Dried plums may decrease the risk for colon cancer.

Researchers from Texas A&M examined the possible cancer protective mechanisms in dried plums using rat models of colon cancer.

At the 2015 Experimental Biology conference in Boston in September, researchers presented data supporting that dried plums contained phenolic compounds, which, among other things, had an ability to mimic antioxidants in preventing damage to human DNA.

“The hypothesis we tested in this experiment was that consumption of dried plums would promote retention of beneficial microbiota and patterns of microbial metabolism throughout the colon,” study leader Nancy Turner, PhD, explained in a press release. “If it did this, then it might also help reduce the risk of colon cancer.”

The rat models were either fed a control diet or a diet containing dried plums that matched for total calories and macronutrient makeup, so the diets’ effects on gut microbiota or colon cancer risk could be specifically attributed to the dried plums.

The team then examined the intestinal tissue from each cohort and found that the dried plum diet increased Bacteroidetes and reduced Firmicutes — two of the major phyla of bacteria in the gut. These changes were present in the distal colon without changing the makeup of the proximal colon. But, the researchers said, the control diet rats had a lower ratio of Bacteroidetes and increased Firmicutes in the distal colon compared to the dried plum diet cohort.

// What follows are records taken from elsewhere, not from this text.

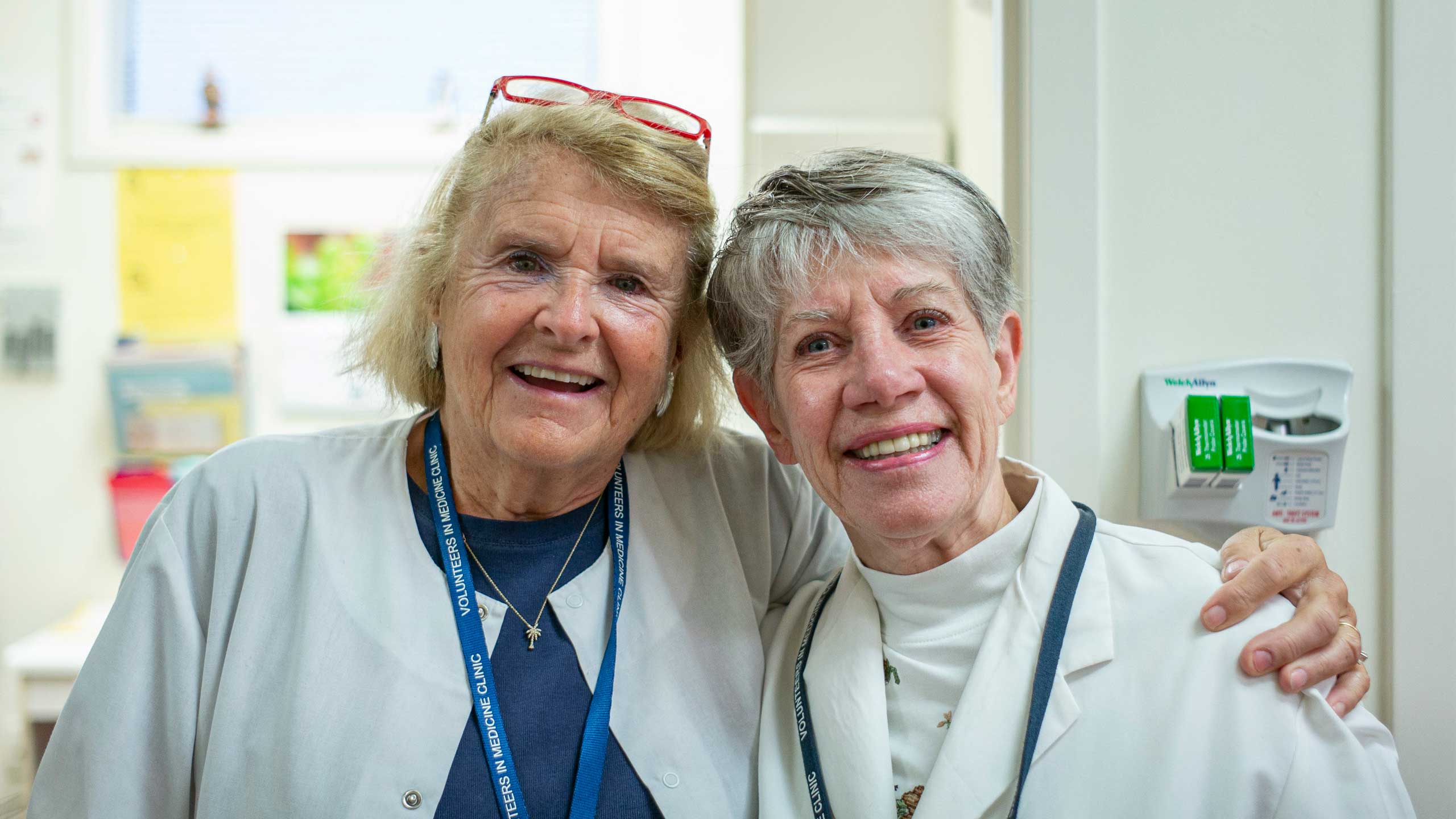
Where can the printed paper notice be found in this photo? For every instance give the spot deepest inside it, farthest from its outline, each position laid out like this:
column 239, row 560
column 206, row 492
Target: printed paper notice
column 1298, row 487
column 175, row 254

“Through our research, we were able to show that dried plums promote retention of beneficial bacteria throughout the colon, and by doing so they may reduce the risk of colon cancer,” Turner said. “We were able to conclude that dried plums did, in fact, appear to promote retention of beneficial microbiota and microbial metabolism throughout the colon, which was associated with a reduced incidence of precancerous lesions.”

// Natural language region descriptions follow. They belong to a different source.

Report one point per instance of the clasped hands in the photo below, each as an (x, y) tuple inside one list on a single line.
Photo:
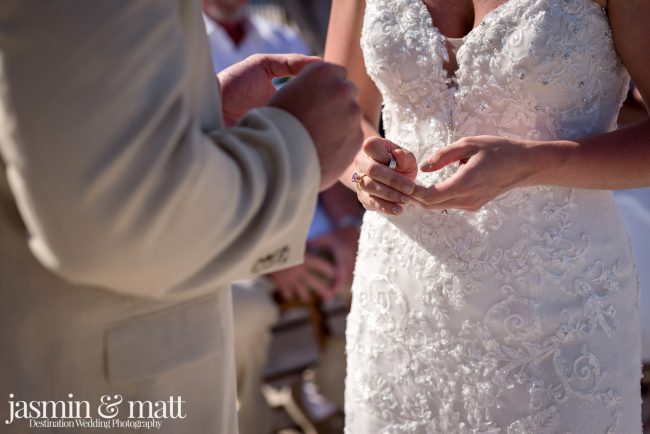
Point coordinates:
[(488, 166)]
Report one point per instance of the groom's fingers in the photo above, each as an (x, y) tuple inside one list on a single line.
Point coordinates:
[(284, 65), (374, 203), (457, 151), (382, 191), (406, 162), (453, 187)]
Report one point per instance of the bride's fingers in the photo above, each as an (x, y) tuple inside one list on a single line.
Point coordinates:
[(457, 151), (385, 175), (382, 191), (406, 162), (378, 149), (472, 204), (373, 203), (457, 186)]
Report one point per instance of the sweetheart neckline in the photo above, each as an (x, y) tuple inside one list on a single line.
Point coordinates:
[(452, 76), (486, 16)]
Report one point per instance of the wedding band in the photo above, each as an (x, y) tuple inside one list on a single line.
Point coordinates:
[(392, 163), (356, 178)]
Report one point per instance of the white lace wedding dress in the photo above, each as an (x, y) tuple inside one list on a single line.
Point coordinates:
[(522, 317)]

Additionally, the researchers said that the dried plum diet rats had reduced numbers of aberrant crypts, aberrant crypt foci, and high multiplicity aberrant crypt foci when compared to the control diet rats. The aberrant crypt foci are one of the earliest detectable precancerous lesions, the researchers said, and are often a strong indicator for cancer development.

The American Cancer Society reports that colon cancer is expected to cause nearly 50,000 deaths across the United States in 2015. Previous research about the effect of diet on the risk of colon cancer had discovered that diet could alter metabolism and colon microbiota makeup. Those factors can alter both disease prevention and treatment, the authors said.